I don't want to give myself a deadline, because I still am not ready to end the marriage, so I was thinking I will do the 180 to heal myself as well.
But just when I'm telling myself not to initiate anything, he would call and invite me out and act all buddy, buddy.
I'm working out everyday, not even for fitness, but just to keep my sanity intact. I probably am in the best shape of my life.
Brighterlight...I hope you have better luck than me, at least your wife has now come to her senses hopefully and is willing to work on the marriage. Seize it, and if you still love her, work on it and try to forgive past sins.
Oh, and my husband doesn't want to do counselling, he doesn't want a bunch of strangers telling him that he is wrong, when they knew nothing about the situation, those are his words.


----------



## HurtinginTN (Feb 22, 2011)

ProfJ said:


> Is it possible that husbands just want to be friends with their wife whom they just separated from?


I couldn't care less at this point if I ever saw my wife I just separated from again.
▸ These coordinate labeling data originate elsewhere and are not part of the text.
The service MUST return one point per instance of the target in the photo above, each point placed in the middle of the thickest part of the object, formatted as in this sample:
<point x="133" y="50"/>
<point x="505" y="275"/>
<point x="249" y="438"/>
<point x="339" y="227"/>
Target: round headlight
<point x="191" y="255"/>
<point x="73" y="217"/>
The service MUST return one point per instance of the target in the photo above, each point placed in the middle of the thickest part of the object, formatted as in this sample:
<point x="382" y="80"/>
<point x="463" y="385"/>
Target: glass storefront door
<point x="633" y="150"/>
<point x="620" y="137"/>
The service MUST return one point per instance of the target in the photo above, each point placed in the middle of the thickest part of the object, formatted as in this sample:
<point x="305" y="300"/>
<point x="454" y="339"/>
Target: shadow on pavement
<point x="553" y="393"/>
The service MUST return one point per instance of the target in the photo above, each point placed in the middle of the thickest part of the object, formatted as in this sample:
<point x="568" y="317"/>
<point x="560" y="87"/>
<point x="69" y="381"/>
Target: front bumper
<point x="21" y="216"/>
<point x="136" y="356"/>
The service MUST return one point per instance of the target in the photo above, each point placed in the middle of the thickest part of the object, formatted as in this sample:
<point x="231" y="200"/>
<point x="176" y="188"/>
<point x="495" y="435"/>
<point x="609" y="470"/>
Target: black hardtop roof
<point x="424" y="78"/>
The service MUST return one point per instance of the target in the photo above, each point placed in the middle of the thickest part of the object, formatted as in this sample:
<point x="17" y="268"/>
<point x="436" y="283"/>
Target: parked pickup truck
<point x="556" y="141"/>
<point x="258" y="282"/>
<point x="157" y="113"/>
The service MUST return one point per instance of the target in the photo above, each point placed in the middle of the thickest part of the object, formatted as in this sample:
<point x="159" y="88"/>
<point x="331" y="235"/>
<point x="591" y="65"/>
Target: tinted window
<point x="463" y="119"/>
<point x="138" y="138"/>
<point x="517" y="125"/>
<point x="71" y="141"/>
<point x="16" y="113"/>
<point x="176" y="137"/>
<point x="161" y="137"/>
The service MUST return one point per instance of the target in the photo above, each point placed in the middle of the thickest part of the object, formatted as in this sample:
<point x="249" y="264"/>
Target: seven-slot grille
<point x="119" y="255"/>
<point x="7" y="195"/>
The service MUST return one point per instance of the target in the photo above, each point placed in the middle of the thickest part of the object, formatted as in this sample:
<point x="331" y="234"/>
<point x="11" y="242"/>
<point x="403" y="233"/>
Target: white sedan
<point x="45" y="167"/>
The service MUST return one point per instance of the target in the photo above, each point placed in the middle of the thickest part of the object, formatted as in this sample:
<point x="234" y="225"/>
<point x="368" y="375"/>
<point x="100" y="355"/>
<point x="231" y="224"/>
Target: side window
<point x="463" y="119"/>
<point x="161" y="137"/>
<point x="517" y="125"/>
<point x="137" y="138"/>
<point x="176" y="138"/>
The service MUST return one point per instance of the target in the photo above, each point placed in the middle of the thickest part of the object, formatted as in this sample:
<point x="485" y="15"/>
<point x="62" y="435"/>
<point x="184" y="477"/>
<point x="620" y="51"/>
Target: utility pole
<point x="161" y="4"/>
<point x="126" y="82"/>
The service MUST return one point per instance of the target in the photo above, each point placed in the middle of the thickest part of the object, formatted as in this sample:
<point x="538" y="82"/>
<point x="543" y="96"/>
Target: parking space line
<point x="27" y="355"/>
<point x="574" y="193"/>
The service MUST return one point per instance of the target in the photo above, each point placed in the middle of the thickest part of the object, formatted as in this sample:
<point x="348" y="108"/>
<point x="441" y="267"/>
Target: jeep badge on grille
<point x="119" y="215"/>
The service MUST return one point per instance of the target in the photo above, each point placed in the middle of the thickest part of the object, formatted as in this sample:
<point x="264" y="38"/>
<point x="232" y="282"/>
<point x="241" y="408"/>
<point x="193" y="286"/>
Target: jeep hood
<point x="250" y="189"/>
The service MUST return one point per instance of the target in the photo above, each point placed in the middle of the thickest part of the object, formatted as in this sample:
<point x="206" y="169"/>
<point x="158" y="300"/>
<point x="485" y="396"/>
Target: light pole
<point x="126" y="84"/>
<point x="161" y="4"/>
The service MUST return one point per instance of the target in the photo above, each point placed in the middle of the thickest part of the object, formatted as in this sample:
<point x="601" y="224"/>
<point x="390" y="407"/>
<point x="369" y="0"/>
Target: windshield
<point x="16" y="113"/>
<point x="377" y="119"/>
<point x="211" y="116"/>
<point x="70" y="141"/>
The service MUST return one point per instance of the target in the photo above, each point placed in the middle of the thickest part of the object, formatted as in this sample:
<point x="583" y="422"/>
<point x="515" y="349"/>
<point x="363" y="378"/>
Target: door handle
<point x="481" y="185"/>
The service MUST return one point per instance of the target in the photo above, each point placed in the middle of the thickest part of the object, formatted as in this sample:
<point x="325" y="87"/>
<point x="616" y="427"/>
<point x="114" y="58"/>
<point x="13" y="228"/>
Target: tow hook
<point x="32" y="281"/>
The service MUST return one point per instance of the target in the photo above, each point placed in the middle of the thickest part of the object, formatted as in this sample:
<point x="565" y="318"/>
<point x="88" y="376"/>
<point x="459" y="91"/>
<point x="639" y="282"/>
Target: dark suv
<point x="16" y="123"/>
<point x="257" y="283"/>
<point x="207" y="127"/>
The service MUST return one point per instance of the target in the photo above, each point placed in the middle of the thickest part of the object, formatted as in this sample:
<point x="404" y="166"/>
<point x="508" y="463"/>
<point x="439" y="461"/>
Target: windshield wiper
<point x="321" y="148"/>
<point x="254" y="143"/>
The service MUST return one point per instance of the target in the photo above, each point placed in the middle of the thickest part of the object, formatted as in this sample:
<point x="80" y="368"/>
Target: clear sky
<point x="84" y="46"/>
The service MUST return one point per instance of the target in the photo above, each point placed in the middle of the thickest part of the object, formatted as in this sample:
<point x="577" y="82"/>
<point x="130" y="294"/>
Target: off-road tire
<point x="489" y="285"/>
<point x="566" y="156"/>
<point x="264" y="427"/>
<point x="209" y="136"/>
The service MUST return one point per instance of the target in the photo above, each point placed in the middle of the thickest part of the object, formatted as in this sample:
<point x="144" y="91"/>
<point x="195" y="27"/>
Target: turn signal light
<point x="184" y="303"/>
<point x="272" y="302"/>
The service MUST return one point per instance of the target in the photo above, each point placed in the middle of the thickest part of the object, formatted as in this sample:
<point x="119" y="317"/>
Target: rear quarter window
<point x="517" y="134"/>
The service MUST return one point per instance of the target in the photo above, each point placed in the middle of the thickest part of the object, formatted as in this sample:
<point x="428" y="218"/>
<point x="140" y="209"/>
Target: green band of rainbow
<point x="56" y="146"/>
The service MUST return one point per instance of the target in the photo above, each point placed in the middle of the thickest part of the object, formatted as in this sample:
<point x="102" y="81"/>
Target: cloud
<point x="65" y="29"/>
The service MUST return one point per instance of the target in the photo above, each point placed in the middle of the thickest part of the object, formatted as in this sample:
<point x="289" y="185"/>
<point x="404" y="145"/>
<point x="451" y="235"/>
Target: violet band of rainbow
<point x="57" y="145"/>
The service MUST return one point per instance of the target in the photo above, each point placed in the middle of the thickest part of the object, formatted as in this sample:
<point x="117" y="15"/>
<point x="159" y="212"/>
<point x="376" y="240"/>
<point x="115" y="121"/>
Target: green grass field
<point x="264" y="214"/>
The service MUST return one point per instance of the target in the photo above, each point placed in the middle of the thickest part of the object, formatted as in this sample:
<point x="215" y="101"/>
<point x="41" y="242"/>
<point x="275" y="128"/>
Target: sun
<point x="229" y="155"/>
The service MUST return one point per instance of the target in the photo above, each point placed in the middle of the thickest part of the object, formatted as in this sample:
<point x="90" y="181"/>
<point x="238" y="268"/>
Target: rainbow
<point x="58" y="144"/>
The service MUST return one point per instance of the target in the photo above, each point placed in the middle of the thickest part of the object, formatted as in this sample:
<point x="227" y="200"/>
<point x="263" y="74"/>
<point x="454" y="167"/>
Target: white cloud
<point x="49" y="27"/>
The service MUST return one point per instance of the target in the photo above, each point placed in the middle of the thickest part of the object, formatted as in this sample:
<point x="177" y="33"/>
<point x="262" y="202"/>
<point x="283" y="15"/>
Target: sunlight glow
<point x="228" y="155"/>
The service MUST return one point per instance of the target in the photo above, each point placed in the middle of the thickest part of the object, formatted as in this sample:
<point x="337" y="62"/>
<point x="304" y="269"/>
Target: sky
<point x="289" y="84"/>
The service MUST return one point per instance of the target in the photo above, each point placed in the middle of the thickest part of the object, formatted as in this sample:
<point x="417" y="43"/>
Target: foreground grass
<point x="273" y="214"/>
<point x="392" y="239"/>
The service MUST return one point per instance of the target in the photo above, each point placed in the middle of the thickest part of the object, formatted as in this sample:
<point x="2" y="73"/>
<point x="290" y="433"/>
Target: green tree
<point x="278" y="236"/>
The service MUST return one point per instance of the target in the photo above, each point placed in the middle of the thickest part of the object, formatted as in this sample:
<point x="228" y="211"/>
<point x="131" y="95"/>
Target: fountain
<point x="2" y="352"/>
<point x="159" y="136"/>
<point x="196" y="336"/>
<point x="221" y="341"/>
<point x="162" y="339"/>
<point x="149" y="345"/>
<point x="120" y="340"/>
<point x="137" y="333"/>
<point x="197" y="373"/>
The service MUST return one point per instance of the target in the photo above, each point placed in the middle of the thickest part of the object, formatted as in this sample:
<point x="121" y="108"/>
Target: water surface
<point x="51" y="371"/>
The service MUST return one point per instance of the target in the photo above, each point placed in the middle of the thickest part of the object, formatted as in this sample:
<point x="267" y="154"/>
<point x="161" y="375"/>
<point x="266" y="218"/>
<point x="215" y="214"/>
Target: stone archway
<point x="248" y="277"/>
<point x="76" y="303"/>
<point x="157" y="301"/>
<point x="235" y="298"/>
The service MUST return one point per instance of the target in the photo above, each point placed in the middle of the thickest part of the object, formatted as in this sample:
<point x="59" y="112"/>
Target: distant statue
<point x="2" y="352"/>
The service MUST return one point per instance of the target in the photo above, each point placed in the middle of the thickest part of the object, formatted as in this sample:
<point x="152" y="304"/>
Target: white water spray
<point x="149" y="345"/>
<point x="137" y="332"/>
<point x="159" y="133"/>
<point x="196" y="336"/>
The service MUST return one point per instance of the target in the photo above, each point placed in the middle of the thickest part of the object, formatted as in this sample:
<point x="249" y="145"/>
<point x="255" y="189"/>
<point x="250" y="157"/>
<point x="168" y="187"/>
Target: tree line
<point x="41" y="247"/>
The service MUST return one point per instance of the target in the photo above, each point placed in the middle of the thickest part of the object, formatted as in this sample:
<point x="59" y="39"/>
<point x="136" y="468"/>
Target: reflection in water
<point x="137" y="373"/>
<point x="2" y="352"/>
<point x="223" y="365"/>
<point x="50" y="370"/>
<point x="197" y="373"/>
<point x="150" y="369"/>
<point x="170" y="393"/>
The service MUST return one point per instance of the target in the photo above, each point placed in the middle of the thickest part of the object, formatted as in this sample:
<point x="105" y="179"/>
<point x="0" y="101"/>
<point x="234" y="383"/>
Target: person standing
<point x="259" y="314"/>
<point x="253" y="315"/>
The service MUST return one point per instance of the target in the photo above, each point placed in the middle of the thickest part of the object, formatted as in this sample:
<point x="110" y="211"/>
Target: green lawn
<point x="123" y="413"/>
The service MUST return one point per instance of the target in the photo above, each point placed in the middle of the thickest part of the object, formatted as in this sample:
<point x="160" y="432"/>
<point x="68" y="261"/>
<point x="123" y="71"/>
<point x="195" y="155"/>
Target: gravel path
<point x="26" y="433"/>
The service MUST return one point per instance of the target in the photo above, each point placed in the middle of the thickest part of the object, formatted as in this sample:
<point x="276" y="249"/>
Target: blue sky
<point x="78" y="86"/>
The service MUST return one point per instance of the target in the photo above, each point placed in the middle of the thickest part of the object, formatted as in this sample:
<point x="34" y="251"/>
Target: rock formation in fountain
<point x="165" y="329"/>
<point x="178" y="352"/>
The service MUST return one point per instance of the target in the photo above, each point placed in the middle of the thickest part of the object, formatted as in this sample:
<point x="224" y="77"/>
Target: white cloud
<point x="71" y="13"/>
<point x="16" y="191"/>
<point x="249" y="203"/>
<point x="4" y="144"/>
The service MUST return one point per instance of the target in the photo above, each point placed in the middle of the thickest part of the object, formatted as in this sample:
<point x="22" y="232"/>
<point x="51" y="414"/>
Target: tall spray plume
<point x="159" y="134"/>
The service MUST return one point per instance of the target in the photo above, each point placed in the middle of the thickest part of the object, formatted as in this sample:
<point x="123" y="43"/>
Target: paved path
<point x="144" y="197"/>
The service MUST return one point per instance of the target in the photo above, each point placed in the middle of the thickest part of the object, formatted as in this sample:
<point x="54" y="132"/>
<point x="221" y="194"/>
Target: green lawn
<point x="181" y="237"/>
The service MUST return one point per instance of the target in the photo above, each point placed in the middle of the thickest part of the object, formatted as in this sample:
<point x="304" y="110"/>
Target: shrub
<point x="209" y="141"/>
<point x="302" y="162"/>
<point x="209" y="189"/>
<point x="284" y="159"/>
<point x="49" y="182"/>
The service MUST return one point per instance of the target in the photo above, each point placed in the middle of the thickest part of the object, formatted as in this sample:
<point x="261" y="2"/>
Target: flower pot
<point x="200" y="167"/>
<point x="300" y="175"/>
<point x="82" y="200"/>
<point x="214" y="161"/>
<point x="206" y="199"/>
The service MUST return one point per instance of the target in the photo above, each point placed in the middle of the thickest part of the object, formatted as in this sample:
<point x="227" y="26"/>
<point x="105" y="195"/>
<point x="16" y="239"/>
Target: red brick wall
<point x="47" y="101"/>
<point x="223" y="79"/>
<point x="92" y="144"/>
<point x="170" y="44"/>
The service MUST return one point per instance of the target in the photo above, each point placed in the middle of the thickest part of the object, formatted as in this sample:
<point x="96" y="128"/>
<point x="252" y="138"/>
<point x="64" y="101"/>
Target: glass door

So, no, that statement can not be used to describe us all. 

I don't know your story, but to me it sounds more like the "safety net" if there is another woman involved. Wayward spouses tend to keep the loyal spouses hanging on by a thread as the fallback plan in case their affair don't go as planned.


----------



## brighterlight (Aug 13, 2009)

HurtinginTN said:


> I couldn't care less at this point if I ever saw my wife I just separated from again. So, no, that statement can not be used to describe us all.
> 
> I don't know your story, but to me it sounds more like the "safety net" if there is another woman involved. Wayward spouses tend to keep the loyal spouses hanging on by a thread as the fallback plan in case their affair don't go as planned.



Yes, all the above is very true for many but not everyone. ProfJ, it sounds to me like he really doesn't know what he wants. Are you certain there isn't OW involved. He got mad when you asked if he wanted a divorce, well, that tells me he still has some smidgeon of care about your marriage. Like I said before though, you need an answer other than "I don't know what I want yet!" to me that is not acceptable after 6 months of seperation. I would definitely ask him if he/was seeing someone else, put him on the spot to lie or tell the truth. You are exercising which is great, keep on doing that, no matter how this goes, the physical fitness will be important to you and your future - consider it an investment. You would think that after six months, he would know what he wants and you will have already learned how to move on without him. I really hope that things will turn out for the best for both of you, my W and I will see where we go after the weekend of Aug 19th but either way, the last 4 months for me have been preparation for whatever comes my way. Now if we can only get our house sold!


----------



## ProfJ (Jul 28, 2011)

HurtinginTN said:


> I couldn't care less at this point if I ever saw my wife I just separated from again. So, no, that statement can not be used to describe us all.
> 
> I don't know your story, but to me it sounds more like the "safety net" if there is another woman involved. Wayward spouses tend to keep the loyal spouses hanging on by a thread as the fallback plan in case their affair don't go as planned.


Not sure about another woman, don't believe there's any. But you may be right, he wants to keep me on the sidelines just because he can.
I think my husband is trying to punish me for leaving and not trying to find out and understand why I left.


----------